Looking ahead, states’ ability to make longer-term systemic changes and investments to expand access to HCBS is likely to be affected by whether the permanent increase in federal Medicaid matching funds for HCBS, as contained in the BBBA Act as passed by the House, ultimately becomes law. BBBA not only provides additional funding, without an expiration date, but also encourages states to assess their HCBS programs more holistically, moving away from a siloed focus on specific populations. This year’s HCBS state policy survey not only provides a snapshot of policies in place during the pandemic but also can serve as a baseline from which to measure changes in state policies in light of new federal funds available through the APRA and (if passed) the BBBA and in response to the increased focus on HCBS instead of institutional care due to the pandemic.

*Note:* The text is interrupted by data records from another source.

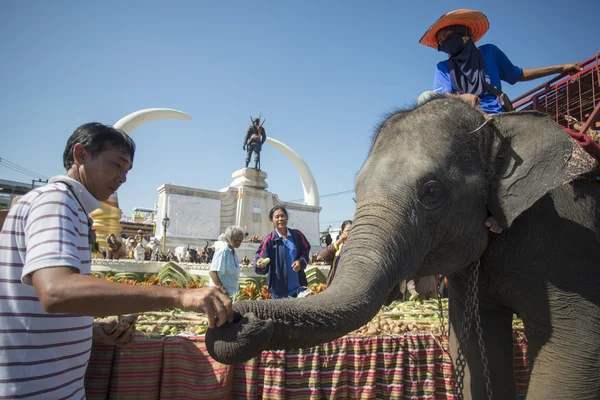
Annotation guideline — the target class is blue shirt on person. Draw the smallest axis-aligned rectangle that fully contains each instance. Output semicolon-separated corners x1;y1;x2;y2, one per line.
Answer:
209;245;240;297
433;44;523;114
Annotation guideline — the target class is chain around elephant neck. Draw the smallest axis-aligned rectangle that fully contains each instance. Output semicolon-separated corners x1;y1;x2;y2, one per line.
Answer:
438;260;492;400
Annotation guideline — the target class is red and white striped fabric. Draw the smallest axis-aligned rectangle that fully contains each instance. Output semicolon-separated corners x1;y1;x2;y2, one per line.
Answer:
0;176;100;399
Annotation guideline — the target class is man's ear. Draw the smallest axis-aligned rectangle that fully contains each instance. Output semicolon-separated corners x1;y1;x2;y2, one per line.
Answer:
487;112;598;229
73;143;89;165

It will be important to understand how states use new federal funds to expand who is eligible for HCBS and which services are provided, as well as how the new funds may affect states’ and providers’ capacity to deliver services, and the extent to which new funds bolster the direct care workforce through increased payments. If passed, BBBA would make a significant investment in HCBS, which could help states address long-standing needs that were highlighted by the pandemic. States that choose to accept the new BBBA funds would have to identify HCBS access barriers and unmet needs to address with the new funds. To the extent that barriers may differ among states, states’ responses to address those barriers also may differ. Additionally, states are starting in different places in terms of the breadth of their existing HCBS programs. However, BBBA also could incentivize states to move toward some national uniformity. For example, states that accept BBBA funds would have to cover personal care state plan services, provide family caregiver supports, and adopt or expand Medicaid eligibility for working people with disabilities. These initiatives could reduce existing variation in HCBS eligibility and benefits across states.